Irrespective of the findings of the social services or police inquiries the organisation will assess all individual cases to decide whether a member of staff or volunteer can be reinstated and how this can be sensitively handled. This may be a difficult decision; particularly where there is insufficient evidence to uphold any action by the police. In such cases, the organisation must reach a decision based upon the available information which could suggest that, on a balance of probability, it is more likely than not that the allegation is true. The welfare of the child should remain of paramount importance throughout
8. Supervisory arrangements for the management of Exchange2 activities and services.
We will aim to protect young people from abuse and our team members from false allegations by adopting the following guidelines:
We will keep a register of all young people attending our off-site activities.
We will keep a register of all team members (both paid staff members and volunteers)

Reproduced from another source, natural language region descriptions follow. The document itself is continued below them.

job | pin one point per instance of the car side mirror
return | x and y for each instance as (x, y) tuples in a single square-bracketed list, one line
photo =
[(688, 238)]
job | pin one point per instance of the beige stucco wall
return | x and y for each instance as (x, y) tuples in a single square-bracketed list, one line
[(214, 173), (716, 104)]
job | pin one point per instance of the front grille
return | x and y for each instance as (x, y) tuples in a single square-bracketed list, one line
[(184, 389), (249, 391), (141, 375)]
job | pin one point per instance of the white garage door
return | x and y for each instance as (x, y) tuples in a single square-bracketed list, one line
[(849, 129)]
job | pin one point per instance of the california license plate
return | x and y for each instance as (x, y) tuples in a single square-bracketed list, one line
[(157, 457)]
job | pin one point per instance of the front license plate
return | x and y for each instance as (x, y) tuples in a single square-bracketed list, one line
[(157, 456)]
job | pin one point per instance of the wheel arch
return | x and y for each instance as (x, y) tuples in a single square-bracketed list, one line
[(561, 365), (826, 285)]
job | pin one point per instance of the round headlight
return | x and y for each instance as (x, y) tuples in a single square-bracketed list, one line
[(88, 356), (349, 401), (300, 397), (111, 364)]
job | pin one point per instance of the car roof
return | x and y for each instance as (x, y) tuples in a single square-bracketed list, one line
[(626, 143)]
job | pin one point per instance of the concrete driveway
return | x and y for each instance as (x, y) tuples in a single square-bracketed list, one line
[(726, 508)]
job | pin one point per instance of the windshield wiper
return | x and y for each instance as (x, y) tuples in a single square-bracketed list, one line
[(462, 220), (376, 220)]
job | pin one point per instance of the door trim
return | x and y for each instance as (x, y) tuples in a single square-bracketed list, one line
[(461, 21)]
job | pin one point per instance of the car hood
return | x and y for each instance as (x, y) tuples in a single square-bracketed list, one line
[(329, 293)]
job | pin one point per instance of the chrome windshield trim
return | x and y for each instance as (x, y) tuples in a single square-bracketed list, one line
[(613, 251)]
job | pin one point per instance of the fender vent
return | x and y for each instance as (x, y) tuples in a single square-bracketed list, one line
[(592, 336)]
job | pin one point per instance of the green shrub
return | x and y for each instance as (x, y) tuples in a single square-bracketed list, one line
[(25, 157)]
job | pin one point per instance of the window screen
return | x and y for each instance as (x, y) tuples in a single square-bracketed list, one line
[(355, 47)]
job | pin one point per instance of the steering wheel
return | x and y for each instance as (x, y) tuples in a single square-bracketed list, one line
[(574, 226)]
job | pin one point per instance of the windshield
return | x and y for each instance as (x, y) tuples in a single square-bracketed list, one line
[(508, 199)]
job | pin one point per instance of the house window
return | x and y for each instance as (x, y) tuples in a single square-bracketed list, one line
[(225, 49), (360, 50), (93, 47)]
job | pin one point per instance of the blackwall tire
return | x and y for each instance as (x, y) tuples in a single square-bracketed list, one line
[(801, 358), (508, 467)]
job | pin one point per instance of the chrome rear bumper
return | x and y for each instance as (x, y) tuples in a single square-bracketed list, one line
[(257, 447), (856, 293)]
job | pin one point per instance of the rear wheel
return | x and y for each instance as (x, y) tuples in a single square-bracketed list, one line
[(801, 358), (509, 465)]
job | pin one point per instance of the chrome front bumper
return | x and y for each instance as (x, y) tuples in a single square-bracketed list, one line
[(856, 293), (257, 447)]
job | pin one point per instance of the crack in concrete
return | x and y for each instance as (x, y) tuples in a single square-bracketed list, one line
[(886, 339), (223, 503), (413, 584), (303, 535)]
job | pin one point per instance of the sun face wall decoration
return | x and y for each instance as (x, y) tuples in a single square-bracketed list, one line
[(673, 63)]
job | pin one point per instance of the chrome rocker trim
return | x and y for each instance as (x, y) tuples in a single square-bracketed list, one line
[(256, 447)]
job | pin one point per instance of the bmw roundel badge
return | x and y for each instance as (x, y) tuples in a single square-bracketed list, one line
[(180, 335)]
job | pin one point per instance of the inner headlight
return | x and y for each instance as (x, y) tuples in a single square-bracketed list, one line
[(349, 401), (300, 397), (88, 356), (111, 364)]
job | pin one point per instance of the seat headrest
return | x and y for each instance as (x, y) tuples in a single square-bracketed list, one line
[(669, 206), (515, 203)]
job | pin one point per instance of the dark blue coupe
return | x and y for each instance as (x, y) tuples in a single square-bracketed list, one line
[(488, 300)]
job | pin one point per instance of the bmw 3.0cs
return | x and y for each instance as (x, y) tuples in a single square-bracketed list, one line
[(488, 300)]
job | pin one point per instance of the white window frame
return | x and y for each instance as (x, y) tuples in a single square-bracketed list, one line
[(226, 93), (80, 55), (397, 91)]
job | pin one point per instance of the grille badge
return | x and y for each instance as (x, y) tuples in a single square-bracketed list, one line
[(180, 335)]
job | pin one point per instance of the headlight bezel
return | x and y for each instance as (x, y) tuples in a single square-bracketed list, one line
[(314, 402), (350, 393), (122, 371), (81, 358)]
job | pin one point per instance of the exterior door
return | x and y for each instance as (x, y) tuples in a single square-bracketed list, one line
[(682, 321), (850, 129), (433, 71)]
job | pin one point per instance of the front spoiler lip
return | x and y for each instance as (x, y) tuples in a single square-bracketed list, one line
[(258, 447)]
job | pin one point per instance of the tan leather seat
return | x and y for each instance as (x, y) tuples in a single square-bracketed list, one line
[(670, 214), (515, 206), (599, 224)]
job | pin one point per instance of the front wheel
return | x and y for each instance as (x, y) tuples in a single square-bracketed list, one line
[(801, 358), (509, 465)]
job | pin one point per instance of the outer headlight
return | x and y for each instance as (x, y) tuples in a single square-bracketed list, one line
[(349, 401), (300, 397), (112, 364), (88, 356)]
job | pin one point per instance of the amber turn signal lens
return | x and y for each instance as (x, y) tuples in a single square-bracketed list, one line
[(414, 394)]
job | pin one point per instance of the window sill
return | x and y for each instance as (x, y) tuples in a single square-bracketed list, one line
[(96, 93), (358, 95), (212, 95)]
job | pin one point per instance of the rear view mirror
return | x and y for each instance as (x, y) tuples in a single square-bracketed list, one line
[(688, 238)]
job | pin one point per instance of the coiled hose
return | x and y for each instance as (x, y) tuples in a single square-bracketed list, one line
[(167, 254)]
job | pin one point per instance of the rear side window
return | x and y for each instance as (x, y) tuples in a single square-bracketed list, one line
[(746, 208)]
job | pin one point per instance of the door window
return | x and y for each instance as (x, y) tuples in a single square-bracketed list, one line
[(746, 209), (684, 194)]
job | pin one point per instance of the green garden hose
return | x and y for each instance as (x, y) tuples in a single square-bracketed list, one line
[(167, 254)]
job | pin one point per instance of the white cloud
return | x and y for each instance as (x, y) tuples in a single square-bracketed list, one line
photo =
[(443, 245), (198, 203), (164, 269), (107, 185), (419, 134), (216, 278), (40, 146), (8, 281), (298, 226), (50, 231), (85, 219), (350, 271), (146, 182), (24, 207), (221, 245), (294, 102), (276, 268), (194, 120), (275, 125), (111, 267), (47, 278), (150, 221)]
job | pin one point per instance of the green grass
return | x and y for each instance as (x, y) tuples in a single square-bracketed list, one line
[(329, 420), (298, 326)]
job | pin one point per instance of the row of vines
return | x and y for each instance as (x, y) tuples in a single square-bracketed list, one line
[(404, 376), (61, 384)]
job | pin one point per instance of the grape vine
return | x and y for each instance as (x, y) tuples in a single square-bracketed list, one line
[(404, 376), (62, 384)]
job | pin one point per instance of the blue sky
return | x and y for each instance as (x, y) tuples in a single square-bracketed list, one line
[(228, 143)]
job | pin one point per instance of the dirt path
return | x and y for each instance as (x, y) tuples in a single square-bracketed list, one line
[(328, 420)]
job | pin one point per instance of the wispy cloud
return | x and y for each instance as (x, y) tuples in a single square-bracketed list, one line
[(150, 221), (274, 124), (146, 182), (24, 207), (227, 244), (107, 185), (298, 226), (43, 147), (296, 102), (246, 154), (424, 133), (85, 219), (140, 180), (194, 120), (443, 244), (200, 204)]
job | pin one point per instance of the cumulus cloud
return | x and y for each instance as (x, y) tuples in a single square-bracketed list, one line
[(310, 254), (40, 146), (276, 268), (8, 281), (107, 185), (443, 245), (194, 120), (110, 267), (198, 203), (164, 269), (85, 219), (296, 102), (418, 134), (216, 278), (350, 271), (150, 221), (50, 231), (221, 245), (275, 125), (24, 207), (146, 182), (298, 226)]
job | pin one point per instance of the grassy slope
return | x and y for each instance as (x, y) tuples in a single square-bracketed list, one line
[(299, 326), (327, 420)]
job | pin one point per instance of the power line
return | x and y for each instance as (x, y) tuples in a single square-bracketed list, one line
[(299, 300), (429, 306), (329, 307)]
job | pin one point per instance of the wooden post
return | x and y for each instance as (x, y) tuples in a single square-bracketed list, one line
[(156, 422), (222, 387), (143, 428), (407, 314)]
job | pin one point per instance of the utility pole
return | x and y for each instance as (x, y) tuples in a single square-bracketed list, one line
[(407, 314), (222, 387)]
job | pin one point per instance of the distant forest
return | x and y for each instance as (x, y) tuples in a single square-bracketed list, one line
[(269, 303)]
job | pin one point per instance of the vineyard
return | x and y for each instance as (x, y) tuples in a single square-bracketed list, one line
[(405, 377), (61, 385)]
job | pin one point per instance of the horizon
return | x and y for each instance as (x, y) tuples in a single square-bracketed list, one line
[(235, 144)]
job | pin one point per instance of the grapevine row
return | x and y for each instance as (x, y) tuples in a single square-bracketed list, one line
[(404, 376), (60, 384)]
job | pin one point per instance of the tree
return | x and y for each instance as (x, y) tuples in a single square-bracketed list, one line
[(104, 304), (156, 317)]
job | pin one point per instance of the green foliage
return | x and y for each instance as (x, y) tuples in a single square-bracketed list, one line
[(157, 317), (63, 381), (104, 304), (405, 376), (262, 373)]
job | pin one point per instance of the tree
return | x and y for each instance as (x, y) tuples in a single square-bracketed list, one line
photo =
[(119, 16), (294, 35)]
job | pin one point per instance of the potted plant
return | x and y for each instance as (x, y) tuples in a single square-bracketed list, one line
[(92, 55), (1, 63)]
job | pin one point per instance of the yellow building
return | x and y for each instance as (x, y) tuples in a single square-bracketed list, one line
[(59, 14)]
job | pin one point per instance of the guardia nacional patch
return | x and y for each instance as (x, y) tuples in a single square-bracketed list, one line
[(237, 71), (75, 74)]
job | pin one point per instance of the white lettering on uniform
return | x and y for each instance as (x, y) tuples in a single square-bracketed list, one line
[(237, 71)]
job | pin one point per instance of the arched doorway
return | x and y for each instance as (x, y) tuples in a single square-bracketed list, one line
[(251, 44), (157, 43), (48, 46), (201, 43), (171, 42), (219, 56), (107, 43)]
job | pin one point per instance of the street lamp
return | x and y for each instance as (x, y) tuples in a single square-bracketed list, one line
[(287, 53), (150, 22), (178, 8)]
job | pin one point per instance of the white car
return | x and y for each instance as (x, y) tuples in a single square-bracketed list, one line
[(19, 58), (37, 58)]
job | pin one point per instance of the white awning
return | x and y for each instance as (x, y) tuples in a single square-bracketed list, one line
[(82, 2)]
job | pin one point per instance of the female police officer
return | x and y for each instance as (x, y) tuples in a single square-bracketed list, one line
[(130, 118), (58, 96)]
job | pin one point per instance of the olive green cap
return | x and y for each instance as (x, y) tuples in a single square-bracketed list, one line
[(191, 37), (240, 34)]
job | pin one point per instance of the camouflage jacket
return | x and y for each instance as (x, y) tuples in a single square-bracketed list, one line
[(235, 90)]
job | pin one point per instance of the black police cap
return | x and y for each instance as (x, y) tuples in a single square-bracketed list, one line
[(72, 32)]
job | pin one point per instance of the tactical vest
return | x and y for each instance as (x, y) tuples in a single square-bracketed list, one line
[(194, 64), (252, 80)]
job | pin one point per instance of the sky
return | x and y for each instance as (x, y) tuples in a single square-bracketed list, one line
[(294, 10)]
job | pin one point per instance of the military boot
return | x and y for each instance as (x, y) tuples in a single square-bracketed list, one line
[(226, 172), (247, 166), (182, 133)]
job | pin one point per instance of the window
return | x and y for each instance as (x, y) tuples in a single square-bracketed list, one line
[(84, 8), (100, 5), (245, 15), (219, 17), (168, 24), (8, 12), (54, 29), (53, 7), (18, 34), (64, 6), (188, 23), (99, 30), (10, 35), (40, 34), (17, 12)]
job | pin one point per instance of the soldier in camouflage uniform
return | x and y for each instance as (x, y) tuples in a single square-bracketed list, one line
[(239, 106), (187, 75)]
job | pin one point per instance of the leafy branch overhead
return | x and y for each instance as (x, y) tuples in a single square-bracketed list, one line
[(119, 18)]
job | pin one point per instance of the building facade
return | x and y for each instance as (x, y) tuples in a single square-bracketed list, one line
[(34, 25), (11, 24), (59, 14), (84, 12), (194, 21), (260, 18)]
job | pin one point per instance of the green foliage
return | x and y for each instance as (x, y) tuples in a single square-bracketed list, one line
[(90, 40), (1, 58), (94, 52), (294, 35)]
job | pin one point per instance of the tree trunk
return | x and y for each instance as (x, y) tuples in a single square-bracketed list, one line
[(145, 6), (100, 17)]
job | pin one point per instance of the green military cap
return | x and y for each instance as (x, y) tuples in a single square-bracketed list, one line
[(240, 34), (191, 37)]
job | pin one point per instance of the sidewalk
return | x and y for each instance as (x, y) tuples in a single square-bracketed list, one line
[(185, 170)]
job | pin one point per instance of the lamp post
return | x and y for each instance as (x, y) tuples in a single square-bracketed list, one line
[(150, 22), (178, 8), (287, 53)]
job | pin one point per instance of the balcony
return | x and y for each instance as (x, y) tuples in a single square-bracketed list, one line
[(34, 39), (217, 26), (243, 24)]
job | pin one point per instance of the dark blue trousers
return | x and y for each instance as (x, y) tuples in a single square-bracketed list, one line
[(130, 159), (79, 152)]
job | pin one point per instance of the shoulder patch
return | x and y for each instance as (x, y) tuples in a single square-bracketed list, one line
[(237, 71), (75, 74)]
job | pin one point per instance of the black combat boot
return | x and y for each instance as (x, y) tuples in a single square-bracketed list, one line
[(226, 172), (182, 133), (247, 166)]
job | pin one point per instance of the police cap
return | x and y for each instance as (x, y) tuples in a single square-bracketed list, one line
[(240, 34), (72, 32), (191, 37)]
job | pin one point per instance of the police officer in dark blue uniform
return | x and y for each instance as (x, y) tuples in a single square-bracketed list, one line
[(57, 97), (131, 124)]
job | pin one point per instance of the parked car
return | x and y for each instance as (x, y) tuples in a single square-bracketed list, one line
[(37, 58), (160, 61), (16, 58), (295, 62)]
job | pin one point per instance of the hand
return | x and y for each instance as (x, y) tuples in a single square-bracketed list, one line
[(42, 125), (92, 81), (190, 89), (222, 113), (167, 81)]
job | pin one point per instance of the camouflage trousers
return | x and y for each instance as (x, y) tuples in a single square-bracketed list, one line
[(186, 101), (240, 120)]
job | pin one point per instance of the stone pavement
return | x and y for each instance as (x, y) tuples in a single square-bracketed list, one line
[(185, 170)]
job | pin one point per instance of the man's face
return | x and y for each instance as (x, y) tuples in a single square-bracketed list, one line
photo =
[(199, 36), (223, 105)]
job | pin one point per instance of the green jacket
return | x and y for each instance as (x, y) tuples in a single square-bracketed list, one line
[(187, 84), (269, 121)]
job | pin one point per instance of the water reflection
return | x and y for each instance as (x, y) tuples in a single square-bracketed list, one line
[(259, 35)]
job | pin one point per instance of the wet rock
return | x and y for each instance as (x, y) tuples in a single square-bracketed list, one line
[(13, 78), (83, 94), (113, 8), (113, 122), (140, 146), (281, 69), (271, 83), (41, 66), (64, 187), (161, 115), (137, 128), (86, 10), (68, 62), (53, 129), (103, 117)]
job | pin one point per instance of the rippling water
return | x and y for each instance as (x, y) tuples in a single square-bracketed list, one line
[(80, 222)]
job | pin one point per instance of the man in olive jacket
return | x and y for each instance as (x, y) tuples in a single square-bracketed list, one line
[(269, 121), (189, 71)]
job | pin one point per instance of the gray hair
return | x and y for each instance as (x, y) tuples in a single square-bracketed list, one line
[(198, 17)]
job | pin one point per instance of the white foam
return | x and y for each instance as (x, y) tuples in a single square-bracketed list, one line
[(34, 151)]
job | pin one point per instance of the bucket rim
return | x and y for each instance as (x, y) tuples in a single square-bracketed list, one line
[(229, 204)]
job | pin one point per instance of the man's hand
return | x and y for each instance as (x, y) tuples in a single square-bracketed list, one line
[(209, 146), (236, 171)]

We will keep a record of all sessions including monitoring and evaluation records.
Our team members will record any unusual events on the accident/incident form.
Written consent from a parent or guardian will be obtained for every young person attending our off-site activities.
Where possible our team members should not be alone with a young person, although we recognise that there may be times when this may be necessary or helpful
All team members should treat all children with dignity and respect in both attitude language and actions.
9. Support and Training
Exchange2 is committed to the provision of child protection training for all our team members.